Hacker News new | ask | show | jobs
by MichaelZuo 1144 days ago
Considering that increasing context length is O(n^2), and that current 8k GPT-4 is already restricted to 25 prompts/3 hours, I think they will launch it at substantially higher pricing.
5 comments

> current 8k GPT-4 is already restricted to 25 prompts/3 hours

I'm pretty sure they're using a 4k GPT-4 model for ChatGPT Plus, even though they only announced 8k and 32k... It can't handle more than 4k of tokens (actually a little below that, starts ignoring your last few sentences if you get close). If you check developer tools, the request to an API /models endpoint says the limit for GPT-4 is 4096. It's very unfortunate.

Ah this explains a lot. I couldn't understand why I couldn't get close to the ~12 pages that everyone was saying 8,000 tokens implied.
As far as I know it's not documented anywhere and there is no way to ask the team at ChatGPT questions. I sent them an email about it a few days after GPT-4 release and still haven't received a reply.

Another thing that annoys me is how most updates don't get a changelog entry. For whatever reason, they keep little secrets like that.

Their PR is terrible and I get the impression that they wish their own users would “just go away”.

Every time I see a company act like this, more responsive and truly open competition eventually eats their lunch.

The raw chat log has the system message on top, plus "user:" and "assistant:" for each message, and im_start/im_end tokens to separate messages, hence why the visible chat context is slightly under 4k.
Your second link has the immediate comment "Gpt3 includes dense attention layers that are n^2". So it's not at all unlikely.
GPT3 was released 3 years ago now. There have been major advancements in scaling attention so it would be strange if they didn't use some of them
It doesn't matter how many major advancements they made in scaling, as long as one component is O(n^2) or higher.
It's not the scale itself, it's the scaling architecture.
The same applies.
It will be interesting to see how far this quadratic algorithm carries in practice. Even the longest documents can only have hundreds of thousands of tokens, right?
Ideally you'd be able to put your entire codebase + documentation + jira tickets + etc. into the context. I think there is no practical limit to how many tokens would be useful for users, so the limits imposed by the model (either hard limits or just pricing) will always be a bottleneck.
I'm confused by this. Would you want to just include your codebase, documentation, etc. in some last-mile training? That way you don't need the expense of including huge amounts of context in every query. It's baked in.
I haven't tried this myself, but it is my understanding that finetuning does not work well in practice as a way of acquiring new knowledge.

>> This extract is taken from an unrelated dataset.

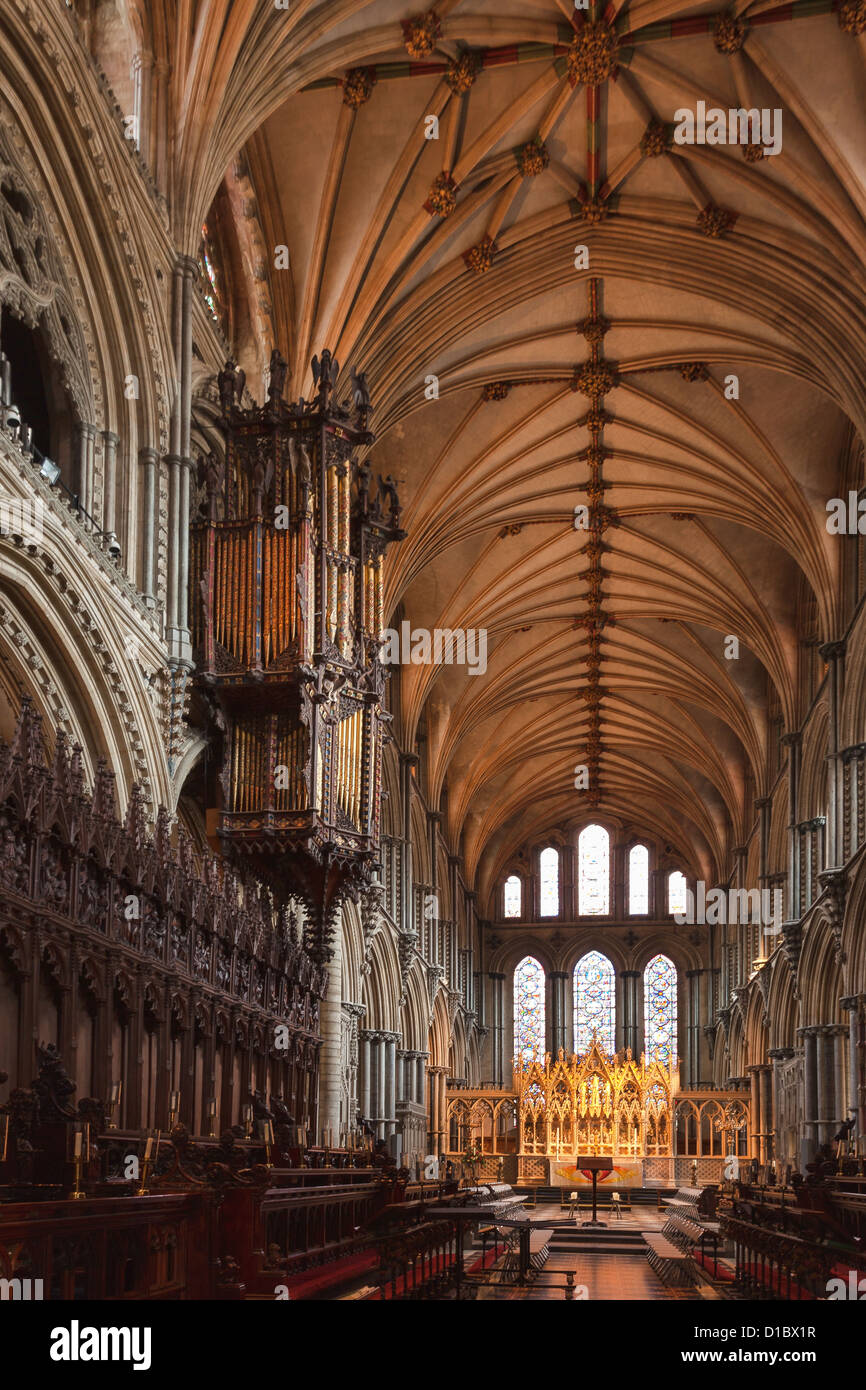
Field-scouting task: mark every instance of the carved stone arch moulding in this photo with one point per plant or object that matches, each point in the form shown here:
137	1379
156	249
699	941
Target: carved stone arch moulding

There may be a middle ground between these two approaches though. If every query used the same prompt prefix (because you only update the codebase + docs occasionally) then you could put it into the model once and cache the keys and values from the attention heads. I wonder if OpenAI does this with whatever prefix they use for ChatGPT?

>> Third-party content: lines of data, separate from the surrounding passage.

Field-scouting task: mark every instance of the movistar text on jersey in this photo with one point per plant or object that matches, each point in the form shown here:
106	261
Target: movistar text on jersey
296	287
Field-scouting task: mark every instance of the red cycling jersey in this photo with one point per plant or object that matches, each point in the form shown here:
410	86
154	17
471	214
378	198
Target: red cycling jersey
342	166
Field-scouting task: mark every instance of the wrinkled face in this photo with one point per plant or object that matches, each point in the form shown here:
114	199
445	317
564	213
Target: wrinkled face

Yeah there's really three options here... Throw everything in context, fine tune, or add external search a la RETRO.

The latter is definitely the cheapest option; updates are trivial.

Yah... we really need some kind of architecture that juggles concept vectors around to external storage and does similarity search, etc, instead of forcing us to encode everything into giant tangles of coefficients.

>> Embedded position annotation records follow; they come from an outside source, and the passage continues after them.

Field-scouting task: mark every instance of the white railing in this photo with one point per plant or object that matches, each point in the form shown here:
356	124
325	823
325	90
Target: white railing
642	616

GPT-4 seems to show that linear algebra definitely can do the job, but training is so expensive and the model gets so huge and inflexible.

It seems like having fixed format vectors of knowledge that the model can use-- denser and more precise than just incorporating tool results as tokens like OpenAI's plugin approach-- is a path forward towards extensibility and online learning.

some of the context length will be lost to waste spent on truncated posts, or are replies not considered part of context on ChatGPT? In both cases, might be worth designing a prompt, every so often, to get a reply with which to re-establish the context, thus compressing it.
It’s been available on Azure in preview. Pricing is double the 8K model.